> Memory allocators have to be thread safe and – in order to be performant – need to be able to serve a large number of concurrent requests from different threads.
Another approach is to create a bunch of individual allocators that all hold onto a big chunk of memory that only a small set of threads (or even one thread) use. These allocators only contend for locks with each other when they need to fetch more memory from the OS. Otherwise, they just hold onto the big slab of memory they've allocated, give it out when needed, and when it's "deallocated" they keep holding onto it instead of handing it back to the OS, under the expectation that the thread (or small pool of threads) they're managing memory for will need more again soon.

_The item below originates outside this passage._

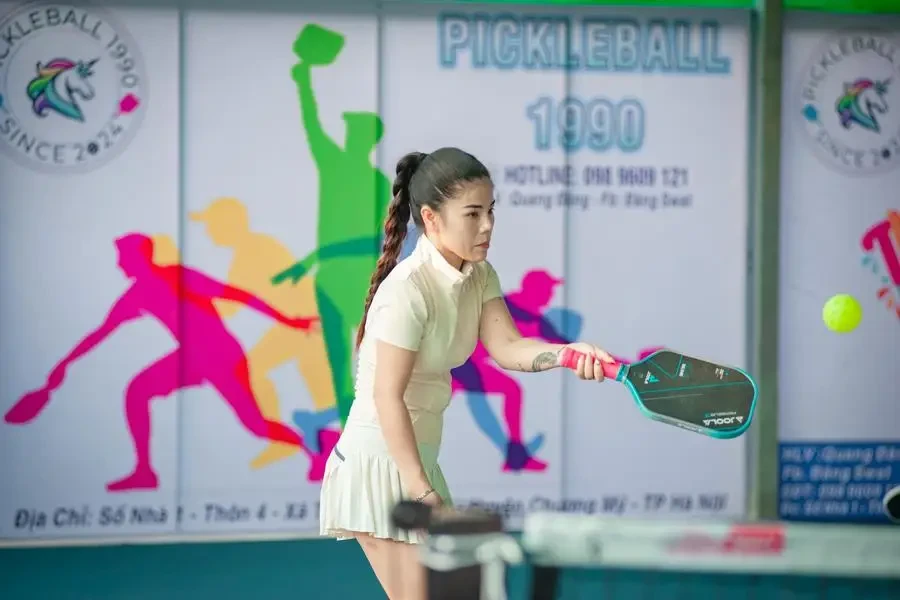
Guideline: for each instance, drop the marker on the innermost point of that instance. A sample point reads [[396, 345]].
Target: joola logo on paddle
[[735, 420], [848, 101], [72, 87]]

The only downside to this approach is that over time, the app ends up holding onto tons of memory it's not using right now, on the assumption it will be needed in the future.

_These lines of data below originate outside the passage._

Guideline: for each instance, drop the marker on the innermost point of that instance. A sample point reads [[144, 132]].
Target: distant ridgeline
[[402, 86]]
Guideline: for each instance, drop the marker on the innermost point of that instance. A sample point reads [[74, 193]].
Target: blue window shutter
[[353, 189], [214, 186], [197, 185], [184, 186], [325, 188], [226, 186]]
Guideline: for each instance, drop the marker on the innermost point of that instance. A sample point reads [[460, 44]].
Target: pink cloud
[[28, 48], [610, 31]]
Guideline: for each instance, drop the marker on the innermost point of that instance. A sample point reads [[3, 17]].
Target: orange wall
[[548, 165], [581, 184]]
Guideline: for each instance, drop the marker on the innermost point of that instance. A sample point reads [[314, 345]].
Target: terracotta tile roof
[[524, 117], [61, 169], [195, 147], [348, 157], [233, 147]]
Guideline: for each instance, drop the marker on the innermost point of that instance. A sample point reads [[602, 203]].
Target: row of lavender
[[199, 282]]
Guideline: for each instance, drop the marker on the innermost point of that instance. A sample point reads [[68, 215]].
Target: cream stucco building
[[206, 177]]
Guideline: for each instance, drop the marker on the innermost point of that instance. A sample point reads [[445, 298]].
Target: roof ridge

Ever notice how Chrome eats memory like it's a three-year-old at an ice cream buffet? That performance ain't free.
I think you're misunderstanding the context and the way the allocator works. Take a look at the docs/papers on JEMalloc in general to get a sense of it, but it's already doing what you describe (this would be the threads cache that you can tune). This reduces the need for locking in exchange for less memory efficiency; what this post is talking about is efforts to improve the efficiency of the remaining synchronization.

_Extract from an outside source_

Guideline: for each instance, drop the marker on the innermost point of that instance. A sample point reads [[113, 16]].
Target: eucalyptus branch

Any thread-safe allocator is constantly fighting to be as efficient as possible with its synchronization, because that allows it reduces the amount of trading memory for concurrency/efficiency.
...and while Chrome's PartitionAlloc is different from Firefox's modified JEMalloc, there's a lot of similarity in how the two allocators try to manage concurrency.
You can see the relevant code from the links. It's all in memory/build/Mutex.h. On windows it uses critical sections and on non-Darwin systems it uses pthread mutexes.